Our results have clearly shown significant differences for reasons following previous experience, time-saving, and easy availability of drugs from pharmacies, between the two groups, with an increase for these in medical students, compared to patients. Long delay times in hospitals or clinics were the primary reason for the practice of SMA by our participants. Similarly, in accord with our findings, Rohit and colleagues [39] reported that the majority of participants announced that they practiced SMA because of saving time. Moreover, in this study, SMA appears to be more motivated by prior successful experiences as well as the easy availability of antibiotics. We concluded that the pharmacies are free to sell medications without prescriptions. Consequently, laws about drug sales are not correctly implemented, in Tunisia.

Comparable to our result, a study carried out in rural areas of Sindh found that the acquisition of antibiotics from pharmacies without prescription was used by self-medicated subjects as the most viable reason [37]. Upon assessment of the source of antibiotic supply, we found that our participants seek advice regarding medication from pharmacists, family, and friends. Indeed, we mentioned that the principal source of SMA was the pharmacy. In Greece, the law still allows patients to obtain antibiotics from pharmacists without any medical prescription [13]. Besides, a work by Contopoulos-Ioannidis and colleagues published that 77% of Greek pharmacists offered expensive broad-spectrum antibiotics without medical prescription [40]. In contrast, in Kuwait, the pharmacist’s role is defined as a drug salesman rather than that of a health care provider [41]. However, given the availability of the drug over the counter, pharmacists must assume this role after appropriate training and with continuing professional development programs.

Lastly, our participants were inquired concerning the adverse effects caused by antibiotics. We found that diarrhea/abdominal pain and allergic reactions were the most common adverse effects reported. The difference in these adverse effects was statistically significant between patients and students who practiced SMA. Our results are in agreement with the study by Muhammad et al. [37] show that 48% indicated diarrhea/ abdominal pain, and 32% reported an allergic reaction. In this study,  it is clear that our findings on students are generalizable to all Tunisian medical universities because we did have the ability to randomly select a sample of all these universities.

In contrast, our findings regarding patients not generalized because this is a cross-sectional study carried only at the outpatient clinic of two Universities Hospitals in the Sfax government.

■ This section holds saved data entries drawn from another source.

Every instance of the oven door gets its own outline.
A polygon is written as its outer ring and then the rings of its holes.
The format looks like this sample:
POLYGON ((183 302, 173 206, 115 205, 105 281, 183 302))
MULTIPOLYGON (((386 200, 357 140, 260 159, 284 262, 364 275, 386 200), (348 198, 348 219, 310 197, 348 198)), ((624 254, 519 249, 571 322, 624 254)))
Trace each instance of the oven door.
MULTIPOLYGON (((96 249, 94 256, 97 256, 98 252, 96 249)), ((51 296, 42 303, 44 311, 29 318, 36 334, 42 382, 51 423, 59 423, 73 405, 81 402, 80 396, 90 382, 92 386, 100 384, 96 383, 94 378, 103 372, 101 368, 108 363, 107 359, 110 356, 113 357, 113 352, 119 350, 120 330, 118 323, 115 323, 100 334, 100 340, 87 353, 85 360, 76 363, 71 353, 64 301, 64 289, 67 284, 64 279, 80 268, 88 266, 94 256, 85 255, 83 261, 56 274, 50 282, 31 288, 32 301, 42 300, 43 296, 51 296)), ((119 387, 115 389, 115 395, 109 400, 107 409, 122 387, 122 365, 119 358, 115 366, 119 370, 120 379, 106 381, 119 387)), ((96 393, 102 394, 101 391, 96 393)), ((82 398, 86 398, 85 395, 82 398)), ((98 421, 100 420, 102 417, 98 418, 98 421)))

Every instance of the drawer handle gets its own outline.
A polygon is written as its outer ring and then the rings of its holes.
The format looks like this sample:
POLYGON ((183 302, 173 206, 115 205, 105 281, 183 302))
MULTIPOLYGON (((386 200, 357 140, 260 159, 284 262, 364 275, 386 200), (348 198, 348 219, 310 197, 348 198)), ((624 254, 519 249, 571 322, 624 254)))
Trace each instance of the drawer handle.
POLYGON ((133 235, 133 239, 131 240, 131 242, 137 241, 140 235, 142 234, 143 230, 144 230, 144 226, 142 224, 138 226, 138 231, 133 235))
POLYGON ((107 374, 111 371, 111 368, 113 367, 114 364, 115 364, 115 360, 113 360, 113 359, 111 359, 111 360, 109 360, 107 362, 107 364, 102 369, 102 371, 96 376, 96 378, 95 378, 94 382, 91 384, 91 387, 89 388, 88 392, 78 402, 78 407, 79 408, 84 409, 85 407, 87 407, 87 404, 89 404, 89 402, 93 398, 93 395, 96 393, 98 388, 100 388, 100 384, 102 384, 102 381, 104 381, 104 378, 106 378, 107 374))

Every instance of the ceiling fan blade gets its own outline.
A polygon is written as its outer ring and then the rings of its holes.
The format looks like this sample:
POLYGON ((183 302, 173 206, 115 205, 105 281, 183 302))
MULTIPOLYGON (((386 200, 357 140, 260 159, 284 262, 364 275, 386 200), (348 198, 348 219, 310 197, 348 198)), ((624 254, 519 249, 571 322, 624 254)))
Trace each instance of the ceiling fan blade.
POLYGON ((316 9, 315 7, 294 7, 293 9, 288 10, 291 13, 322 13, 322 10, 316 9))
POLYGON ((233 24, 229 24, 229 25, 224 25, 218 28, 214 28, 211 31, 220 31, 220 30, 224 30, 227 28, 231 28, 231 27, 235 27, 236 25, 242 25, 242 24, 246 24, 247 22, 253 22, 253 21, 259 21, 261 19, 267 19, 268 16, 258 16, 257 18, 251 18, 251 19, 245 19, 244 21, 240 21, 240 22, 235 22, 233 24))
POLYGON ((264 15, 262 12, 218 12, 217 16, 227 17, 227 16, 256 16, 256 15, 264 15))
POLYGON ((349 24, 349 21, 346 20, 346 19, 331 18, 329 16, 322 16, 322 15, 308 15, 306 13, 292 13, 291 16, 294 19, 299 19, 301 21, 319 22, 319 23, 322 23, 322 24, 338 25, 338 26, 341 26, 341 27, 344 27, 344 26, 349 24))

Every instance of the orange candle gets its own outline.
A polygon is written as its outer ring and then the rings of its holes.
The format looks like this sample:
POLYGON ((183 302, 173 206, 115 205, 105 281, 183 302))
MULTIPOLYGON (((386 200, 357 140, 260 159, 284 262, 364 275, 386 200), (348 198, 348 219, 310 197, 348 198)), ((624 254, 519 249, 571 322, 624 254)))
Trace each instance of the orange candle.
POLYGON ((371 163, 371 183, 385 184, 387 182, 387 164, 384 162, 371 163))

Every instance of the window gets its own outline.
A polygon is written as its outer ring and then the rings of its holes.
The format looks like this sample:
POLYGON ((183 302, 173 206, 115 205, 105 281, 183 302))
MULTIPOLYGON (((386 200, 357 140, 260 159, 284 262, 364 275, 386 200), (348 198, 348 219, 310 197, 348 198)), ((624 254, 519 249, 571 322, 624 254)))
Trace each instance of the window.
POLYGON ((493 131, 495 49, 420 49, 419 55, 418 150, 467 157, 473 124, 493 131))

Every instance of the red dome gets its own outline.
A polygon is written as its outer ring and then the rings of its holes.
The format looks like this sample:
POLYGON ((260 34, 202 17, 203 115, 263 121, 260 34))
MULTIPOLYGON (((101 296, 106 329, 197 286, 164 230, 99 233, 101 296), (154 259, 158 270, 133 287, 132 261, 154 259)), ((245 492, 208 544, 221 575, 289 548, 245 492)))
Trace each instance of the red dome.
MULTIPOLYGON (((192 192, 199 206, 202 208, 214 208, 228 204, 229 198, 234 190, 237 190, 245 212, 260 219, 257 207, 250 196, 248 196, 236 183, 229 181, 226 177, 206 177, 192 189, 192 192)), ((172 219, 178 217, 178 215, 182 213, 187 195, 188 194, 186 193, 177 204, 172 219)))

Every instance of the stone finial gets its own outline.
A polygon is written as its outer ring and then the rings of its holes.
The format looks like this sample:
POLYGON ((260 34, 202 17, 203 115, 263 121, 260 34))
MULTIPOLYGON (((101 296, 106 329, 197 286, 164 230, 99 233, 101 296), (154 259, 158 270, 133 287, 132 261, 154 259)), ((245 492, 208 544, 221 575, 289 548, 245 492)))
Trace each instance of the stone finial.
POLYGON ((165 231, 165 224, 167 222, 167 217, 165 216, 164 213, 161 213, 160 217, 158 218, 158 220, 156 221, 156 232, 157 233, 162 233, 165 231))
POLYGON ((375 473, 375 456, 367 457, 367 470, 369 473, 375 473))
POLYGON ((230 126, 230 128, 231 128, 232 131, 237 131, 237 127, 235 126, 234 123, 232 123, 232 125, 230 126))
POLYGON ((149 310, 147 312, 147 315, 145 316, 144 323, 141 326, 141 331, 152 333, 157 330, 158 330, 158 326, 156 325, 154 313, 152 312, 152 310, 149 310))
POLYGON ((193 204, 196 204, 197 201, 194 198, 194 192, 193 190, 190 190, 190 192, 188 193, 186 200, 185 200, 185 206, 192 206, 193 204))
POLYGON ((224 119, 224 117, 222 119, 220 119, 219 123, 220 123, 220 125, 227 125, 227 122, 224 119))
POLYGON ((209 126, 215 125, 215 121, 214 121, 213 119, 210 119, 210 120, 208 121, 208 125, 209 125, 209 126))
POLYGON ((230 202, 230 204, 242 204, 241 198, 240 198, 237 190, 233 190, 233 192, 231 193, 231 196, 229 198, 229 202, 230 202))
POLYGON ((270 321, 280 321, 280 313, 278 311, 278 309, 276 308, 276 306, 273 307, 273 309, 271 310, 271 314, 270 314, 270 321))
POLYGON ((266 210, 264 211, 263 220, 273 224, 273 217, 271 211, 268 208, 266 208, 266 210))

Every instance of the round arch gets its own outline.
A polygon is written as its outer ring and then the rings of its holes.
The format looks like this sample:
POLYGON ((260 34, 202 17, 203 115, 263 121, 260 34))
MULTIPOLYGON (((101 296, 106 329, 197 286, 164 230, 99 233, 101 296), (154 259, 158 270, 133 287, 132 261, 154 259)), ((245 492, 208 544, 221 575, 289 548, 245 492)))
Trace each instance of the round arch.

Additionally, we introduced selection bias only choosing people from the medical universities and outpatient clinics of two Universities Hospitals in the Sfax government, as well as setting the time limit of six months for SMA. It could be possible that the prevalence of SMA would be greater in the Tunisian population, who do not visit the hospital, or who registered from the non-medical universities, or who self-prescribed before six months. Moreover, like any questionnaire-based survey, there is no way to gauge the truthfulness of the answers of the participants.

Conclusion

So far, this survey represents the first published work, studying the prevalence of SMA among the general population in Tunisia. Our findings confirm that SMA is a common practice among patients and medical students in the East of Tunisia. We found that did not show significant differences in SMA prevalence between patients practiced SM, and medical students practiced SM. Therefore, to stem the tide of SMA, three important interventions should be taken. Firstly, the appropriate health organizations should be efforts to conduct an annual antibiotic knowledge campaign underscoring the importance of practicing antibiotics responsibly. Secondly, the care physician should be more judicious in prescribing and must insist on antibiotics being provided by the pharmacist only on a legitimate medical prescription. Thirdly, effective legislation banning the unregulated sale of antibiotics without medical prescription. Future investigation should include other populations of Tunisia to estimate the overall prevalence of SMA.